Cela dit, en termes de mise en scène, j’aime beaucoup la fin du jeu, avec le chèque susceptible de se dérober à la dernière minute, révélant si le bluffeur a été démasqué ou non. De quoi clore l’émission de manière très satisfaisante.
L’aura ? L’aura pas ?
Sinon, le seul « vrai » défaut que j’aurais à reprocher à ce jeu, c’est la gestion de son rythme. L’émission pouvait durer environ 40-45 minutes ; mais on aurait facilement pu l’amputer d’au moins 5 minutes à mon avis.

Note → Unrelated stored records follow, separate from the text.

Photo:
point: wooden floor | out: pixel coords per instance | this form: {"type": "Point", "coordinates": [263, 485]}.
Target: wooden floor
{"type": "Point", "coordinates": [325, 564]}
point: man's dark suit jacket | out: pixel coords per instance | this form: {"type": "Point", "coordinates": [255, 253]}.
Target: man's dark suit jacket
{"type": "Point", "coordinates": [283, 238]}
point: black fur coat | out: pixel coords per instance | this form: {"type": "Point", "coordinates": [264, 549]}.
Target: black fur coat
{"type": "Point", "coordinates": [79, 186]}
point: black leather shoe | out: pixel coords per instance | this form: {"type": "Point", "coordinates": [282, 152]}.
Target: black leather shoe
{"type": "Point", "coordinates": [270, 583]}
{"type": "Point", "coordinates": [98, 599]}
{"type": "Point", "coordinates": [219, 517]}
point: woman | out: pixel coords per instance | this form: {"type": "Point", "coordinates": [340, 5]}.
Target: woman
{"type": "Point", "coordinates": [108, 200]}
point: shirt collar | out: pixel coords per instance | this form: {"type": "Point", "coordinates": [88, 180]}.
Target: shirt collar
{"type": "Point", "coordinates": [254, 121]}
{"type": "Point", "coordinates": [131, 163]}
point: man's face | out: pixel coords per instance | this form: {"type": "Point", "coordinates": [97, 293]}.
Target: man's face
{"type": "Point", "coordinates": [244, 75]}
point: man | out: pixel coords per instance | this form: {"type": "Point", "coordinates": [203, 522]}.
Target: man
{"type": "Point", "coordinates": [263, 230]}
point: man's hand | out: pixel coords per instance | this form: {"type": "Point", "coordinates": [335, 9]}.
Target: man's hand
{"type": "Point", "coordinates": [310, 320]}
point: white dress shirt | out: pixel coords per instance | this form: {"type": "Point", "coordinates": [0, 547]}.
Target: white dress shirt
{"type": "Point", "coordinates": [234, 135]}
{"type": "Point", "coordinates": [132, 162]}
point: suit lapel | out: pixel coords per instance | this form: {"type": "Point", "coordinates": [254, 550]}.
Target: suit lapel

C’est à imputer majoritairement au fait que QELB est un jeu très basé sur la tchatche, et que les phases de blabla (accusations, défense devant le public…) peuvent donc un peu s’éterniser, d’autant plus si on rajoute la réflexion personnelle des candidats avant de donner leur réponse (si on a des candidats bavards, ça peut devenir très vite ennuyeux…).
Et au final, ça reflète plus ou moins bien mon opinion globale au sujet de ce genre de jeu : intéressant sur le principe, mais en pratique un peu lassant.
Total : 12/20
Qui est le bluffeur ? est un jeu qui n’est… pas vraiment ma came. C’est un visionnage que j’apprécie tout de même, mais sans plus.
En effet, si le côté « tchatche » et « jeu de bluff » a de quoi séduire les amateurs du genre, il peut assez rapidement lasser les autres ; et peut-être est-ce l’une des raisons pour lesquelles ce jeu n’avait pas fonctionné à l’époque. Peut-être qu’un travail un peu plus poussé sur le rythme lui aurait permis de minimiser ce genre de désagrément.
Toutefois, en termes de mécanique, il tient plutôt bien la route, et peut valoir le coup d’œil, ne serait-ce que pour les questions posées dont les réponses parfois improbables peuvent amuser (… ou consterner, pour celles qui reflétaient une mentalité qui n’est plus vraiment acceptable aujourd’hui), ainsi que pour la mécanique façon Une famille en or inversée qui n’est pas dénuée de fondement.
Bref : du correct sans plus, pour moi. Ca aurait peut-être mérité de durer un peu plus longtemps, ou d’être proposé de façon saisonnière ; mais ça n’avait pas vraiment les épaules pour être la solution miracle qui aurait permis à l’access de France 2 de prospérer.